Don’t Repeat The Mistakes That I Did
A former pro skier breaks down the lessons learned from two failed businesses.
I approached my journey into private enterprise the same way I did my professional career as a skier: by dissecting what the best were doing to gain insights. I sought direct contact with the likes of Tim Ferriss and Seth Godin while becoming a student of the industry itself.
I assumed that the qualities required to be a world-class athlete were necessary for any kind of success. But the will to succeed in sports also blinded me as I entered this next chapter of my life.
In the past five years I’ve launched several businesses: an online ski school, an e-commerce store, a marketing agency that has brought me the lion’s share of revenue… and then there’s my graveyard of less notable attempts.
Here are the lessons learned through my initial, and less-than-stellar, efforts….
1. Know your biases
Willpower comes from a bias. It is an unconscious tendency to overestimate our ability to accomplish any task.
In my case, it led me to be unable to see that I didn’t have a product that fit the market with my first business until I invested a large portion of my capital, time and energy into something that wasn’t viable. I refused to believe it and moved on.
My second mistake was the sunk cost fallacy. I thought that since I had invested a large amount of my time, money, and energy…. I wouldn’t take “no” for an answer. If I tried harder? I would succeed.
My prejudices blinded me as I continued to invest in a product that had no viability. I became too attached to my initial idea instead of remaking a business that actually brought value to the market.
Quickly identify your biases so you can protect yourself from them. Gary Vaynerchuk, former Belarusian wine critic and current multi-million dollar digital marketing guru, often talks about how the key to success is self-awareness. Seek advice from veterans who can help you hone your ideas to avoid self-imposed traps.
2. Test assumptions
I still believe there are millions of businesses in the U.S. alone that need better designed Web sites.
But instead of relying on my then-vague assumptions, I should have focused on the real numbers: How many businesses are there in the U.S.? How many, on average, have a decent Web site? How many have enough money for the kind of URLs I design? How many are going to actively seek out someone to help them with their domain?
When you test each hypothesis separately, you have the opportunity to analyze the data and understand the market before letting biases lead you to make questionable decisions. I found myself stringing together a list of assumptions that “had to be true” to create the belief that I could do it.
If I had gained knowledge with a data-driven approach, I would have actually enjoyed the process, rather than constantly silencing the questioning voices inside my head due to delusions of grandeur.
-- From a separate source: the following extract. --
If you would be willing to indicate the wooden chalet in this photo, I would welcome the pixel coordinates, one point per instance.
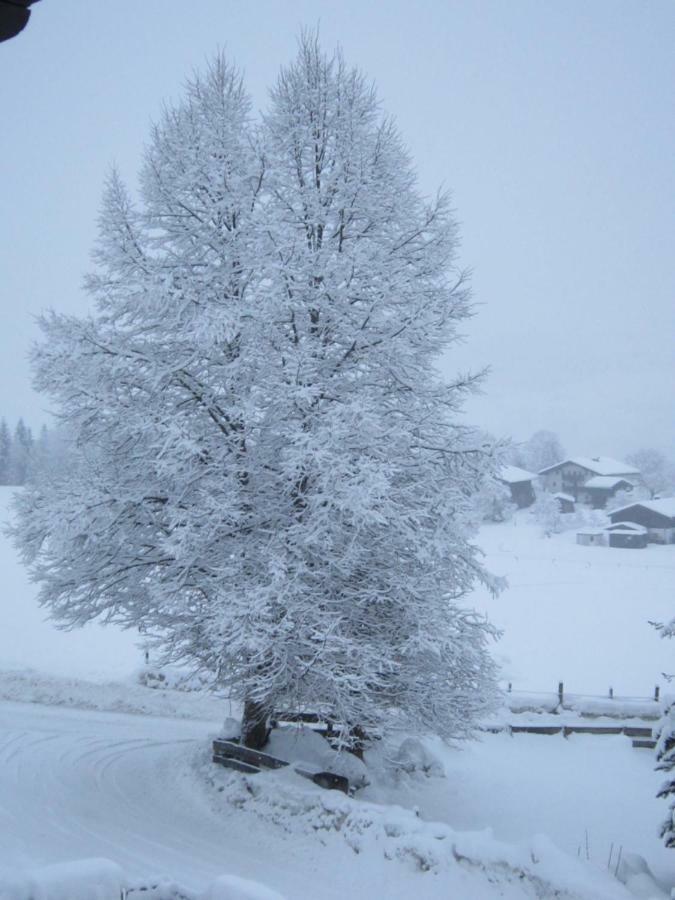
(572, 475)
(657, 516)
When I began to view business as a series of hypotheses to be scientifically tested, I learned a lot about how to accept failure and move on from my many mistakes.
Related: Why Failure is Necessary to Succeed as an Entrepreneur
3. The more you rush, the longer it will take you.
In the beginning, I wanted things to manifest in unrealistic time frames and it plagued my ability to produce tangible results. That sense of urgency made me overly confident in my idea and that it could happen on the fly.
After succeeding on the World Freeski Tour, I lived under the illusion that my athletic trajectory could easily be replicated in the business world. This was largely due to my overconfidence.
I set very unrealistic expectations for myself. It seemed to work on the track, so I assumed it would work with a startup company. Unfortunately, that slowed my progress and created friction in moving toward the end goal.
Rushing the process of hiring outside agencies (or internal employees) can be deadly. Do your due diligence on whatever route you choose while understanding that you can’t rush the process.
4. A solid product trumps all-in-one solutions.
When I first changed careers, I didn’t understand that once you have a satisfied customer base it is much easier to expand laterally. The key word is “happy.” That’s why you hear so much talk about reducing the number of clients. It’s more important to have a repeatable system that generates happy clients than to have “boutique” solutions for every client.
Advice like “say yes and learn to do it later” is a dangerous perspective to live by depending on your level of competition. Learning to narrow your niche is one of the hardest things to do as an entrepreneur.
I used to question whether I should take on a project and kept saying “yes” regardless. That led to a lot of late nights, stress and barely satisfied clients. Lately, I’ve found that limiting my service offering to a repeatable system is the most effective decision I can make.